"What has become of the good old-fashioned competitions?" asks the August Senior. "Now when I was a compet. . . ."
The remark is often heard. Like everything else, the competitions of the Good Old Days have degenerated sadly. Then it was that compets would perform Herculean tasks, and come back looking for more. Anything to win. But now. . At least, so says the August Senior.
And then there is the faculty, which sees competitions in a somewhat different light. To the faculty, competitions are one form of time-consumer devised by the students to eliminate those hours which should be devoted to study. More accurately, this is the student's understanding of the faculty view.
Now certain changes have taken place in the competitive system which are the cause of the August Senior's contempt for present-day compets, and which at the same time are the answer to the above-mentioned faculty point of view. The change came largely as the result of high casualty rates among compets. The public attention which attached itself to these casualty rates, though it caused much hard feeling at the time, was a good thing in bringing about alterations in the competitive system. Slavery has been abolished; compets now have a few rights as students which their bosses must respect. No longer is the compets between the devil and the deep sea, endeavoring to satisfy both his manager and his professor.
Competitions have changed somewhat, and changed for the better.
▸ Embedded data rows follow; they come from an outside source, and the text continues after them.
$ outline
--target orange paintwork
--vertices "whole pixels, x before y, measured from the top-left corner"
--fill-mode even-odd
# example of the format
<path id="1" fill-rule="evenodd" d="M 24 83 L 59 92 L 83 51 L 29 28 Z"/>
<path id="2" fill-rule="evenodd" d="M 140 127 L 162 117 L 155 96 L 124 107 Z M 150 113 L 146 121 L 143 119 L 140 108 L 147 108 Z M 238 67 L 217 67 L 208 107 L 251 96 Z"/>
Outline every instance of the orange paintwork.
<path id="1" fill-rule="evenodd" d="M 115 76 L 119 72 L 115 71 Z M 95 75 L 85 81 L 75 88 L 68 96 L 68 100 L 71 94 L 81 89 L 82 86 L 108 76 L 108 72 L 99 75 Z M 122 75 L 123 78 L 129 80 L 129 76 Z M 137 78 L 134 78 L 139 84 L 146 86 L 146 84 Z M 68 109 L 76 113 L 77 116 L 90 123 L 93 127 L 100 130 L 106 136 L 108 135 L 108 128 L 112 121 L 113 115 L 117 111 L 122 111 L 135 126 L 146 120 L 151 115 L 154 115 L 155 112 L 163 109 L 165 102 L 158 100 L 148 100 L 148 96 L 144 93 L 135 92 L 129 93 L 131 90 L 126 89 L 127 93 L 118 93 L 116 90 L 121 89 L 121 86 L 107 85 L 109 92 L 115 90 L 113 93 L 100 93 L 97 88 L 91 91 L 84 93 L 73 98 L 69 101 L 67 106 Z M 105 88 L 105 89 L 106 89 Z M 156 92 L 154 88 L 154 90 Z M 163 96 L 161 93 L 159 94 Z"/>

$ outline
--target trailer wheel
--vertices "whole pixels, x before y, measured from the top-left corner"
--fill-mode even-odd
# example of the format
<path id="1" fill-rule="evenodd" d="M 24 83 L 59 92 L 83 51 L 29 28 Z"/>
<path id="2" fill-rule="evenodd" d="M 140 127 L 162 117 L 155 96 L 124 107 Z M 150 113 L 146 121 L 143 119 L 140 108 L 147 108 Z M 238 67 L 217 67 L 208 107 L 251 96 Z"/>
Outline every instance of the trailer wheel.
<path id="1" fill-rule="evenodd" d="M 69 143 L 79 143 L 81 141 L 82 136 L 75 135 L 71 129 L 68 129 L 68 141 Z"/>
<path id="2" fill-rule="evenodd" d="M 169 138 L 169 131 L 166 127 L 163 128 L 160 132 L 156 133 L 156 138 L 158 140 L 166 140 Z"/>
But the fear of competitions persists. Freshmen of mediocre scholastic ability are advised by their elders that they had better stay in the University first, and worry about competitions afterward. Which is most excellent advice, except that of late the sage upperclassmen have grown a bit over-cautious; for they remember the many, many compets who have made the supreme sacrifice, and they become wary beyond all reason. --Cornell Daily Sun.